Obtaining the Probabilities of being re-arrested for significant variables

# Probability of the likelihood of being re-arrested based on Work Experience
Prob_Table <- Rossi.clean %>% 
    group_by(Work.Experience) %>% 
    summarise(Rearrested = mean(Rearrested)) %>% 
  mutate(Not.Rearrested = 1 - Rearrested)
#create table for results
kable(Prob_Table, caption = "Probabilities of being re-arrested based on Work Experience")
Probabilities of being re-arrested based on Work Experience
Work.Experience Rearrested Not.Rearrested
no 0.3351351 0.6648649
yes 0.2105263 0.7894737

Key Takeaways

  • In my table, former convicts with work experience have a lower probability of being rearrested compared to those without work experience.

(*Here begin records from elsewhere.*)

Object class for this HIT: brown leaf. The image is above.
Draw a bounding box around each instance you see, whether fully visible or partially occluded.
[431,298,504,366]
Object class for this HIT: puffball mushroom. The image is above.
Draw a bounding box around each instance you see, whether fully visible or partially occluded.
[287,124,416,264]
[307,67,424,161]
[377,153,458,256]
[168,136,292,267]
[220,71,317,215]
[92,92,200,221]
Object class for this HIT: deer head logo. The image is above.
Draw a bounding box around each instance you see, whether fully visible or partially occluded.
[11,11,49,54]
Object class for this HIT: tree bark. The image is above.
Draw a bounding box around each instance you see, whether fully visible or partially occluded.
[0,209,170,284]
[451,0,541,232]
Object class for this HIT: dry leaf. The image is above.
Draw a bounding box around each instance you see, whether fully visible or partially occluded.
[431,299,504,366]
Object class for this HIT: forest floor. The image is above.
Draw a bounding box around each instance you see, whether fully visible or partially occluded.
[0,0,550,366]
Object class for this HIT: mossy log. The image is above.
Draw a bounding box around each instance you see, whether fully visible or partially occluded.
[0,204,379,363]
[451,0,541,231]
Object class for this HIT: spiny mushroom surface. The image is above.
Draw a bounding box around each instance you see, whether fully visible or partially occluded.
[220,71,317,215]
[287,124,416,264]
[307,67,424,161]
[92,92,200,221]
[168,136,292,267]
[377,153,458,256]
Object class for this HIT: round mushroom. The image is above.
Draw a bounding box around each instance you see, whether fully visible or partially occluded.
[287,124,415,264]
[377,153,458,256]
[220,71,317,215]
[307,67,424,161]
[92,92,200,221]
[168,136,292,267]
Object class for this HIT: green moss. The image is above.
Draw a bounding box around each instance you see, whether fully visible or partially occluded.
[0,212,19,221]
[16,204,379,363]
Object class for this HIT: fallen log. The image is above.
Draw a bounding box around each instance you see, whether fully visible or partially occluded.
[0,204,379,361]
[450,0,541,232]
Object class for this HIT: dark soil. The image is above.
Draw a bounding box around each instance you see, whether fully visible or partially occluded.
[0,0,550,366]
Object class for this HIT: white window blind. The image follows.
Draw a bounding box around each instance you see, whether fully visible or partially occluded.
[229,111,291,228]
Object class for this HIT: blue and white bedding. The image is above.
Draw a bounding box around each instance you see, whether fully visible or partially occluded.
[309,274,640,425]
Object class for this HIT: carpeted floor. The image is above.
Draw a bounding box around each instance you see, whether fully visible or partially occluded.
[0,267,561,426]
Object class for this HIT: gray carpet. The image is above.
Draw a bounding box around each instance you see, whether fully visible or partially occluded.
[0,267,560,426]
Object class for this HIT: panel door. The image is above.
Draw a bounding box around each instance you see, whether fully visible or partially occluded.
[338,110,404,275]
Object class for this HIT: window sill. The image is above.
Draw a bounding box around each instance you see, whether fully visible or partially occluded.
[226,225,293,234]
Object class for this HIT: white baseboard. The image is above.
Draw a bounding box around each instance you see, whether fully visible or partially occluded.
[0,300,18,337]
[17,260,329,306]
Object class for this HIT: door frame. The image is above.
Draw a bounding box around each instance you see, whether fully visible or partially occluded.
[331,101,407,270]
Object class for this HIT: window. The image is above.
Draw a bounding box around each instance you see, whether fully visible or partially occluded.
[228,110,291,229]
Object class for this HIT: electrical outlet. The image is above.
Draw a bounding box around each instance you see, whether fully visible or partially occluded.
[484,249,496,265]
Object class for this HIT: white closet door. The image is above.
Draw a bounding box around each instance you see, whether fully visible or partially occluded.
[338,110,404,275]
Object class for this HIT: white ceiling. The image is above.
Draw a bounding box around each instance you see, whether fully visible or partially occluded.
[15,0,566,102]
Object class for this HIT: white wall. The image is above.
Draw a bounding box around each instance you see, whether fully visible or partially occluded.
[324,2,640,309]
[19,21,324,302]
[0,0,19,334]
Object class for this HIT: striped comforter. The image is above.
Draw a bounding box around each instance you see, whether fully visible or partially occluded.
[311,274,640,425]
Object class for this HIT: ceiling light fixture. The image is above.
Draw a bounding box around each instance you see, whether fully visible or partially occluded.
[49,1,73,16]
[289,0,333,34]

# Probability of the likelihood of being re-arrested based on Financial Assistance
Prob_Table1 <- Rossi.clean %>% 
    group_by(Financial.Assistance) %>% 
    summarise(Rearrested = mean(Rearrested)) %>% 
  mutate(Not.Rearrested = 1 - Rearrested) 
#create table for results

kable(Prob_Table1, caption = "Probabilities of being re-arrested based on Financial Assistance")
Probabilities of being re-arrested based on Financial Assistance
Financial.Assistance Rearrested Not.Rearrested
no 0.3055556 0.6944444
yes 0.2222222 0.7777778

Key Takeaways

  • In my table, former convicts with financial assistance have a lower probability of being rearrested compared to those without financial assistance.

Conclusion

The results of my analysis indicated that race and marital status do not have a significant impact on the likelihood of re-arrest. However, work experience and financial assistance significantly reduce the likelihood of being re-arrested. This suggests that providing individuals with work experience and financial assistance can help reduce recidivism rates and improve their chances of reintegrating into society successfully.

References

(Esparza Flores 2018)

Esparza Flores, Nayely. 2018. “Contributing Factors to Mass Incarceration and Recidivism.” Themis: Research Journal of Justice Studies and Forensic Science 6 (1): 4.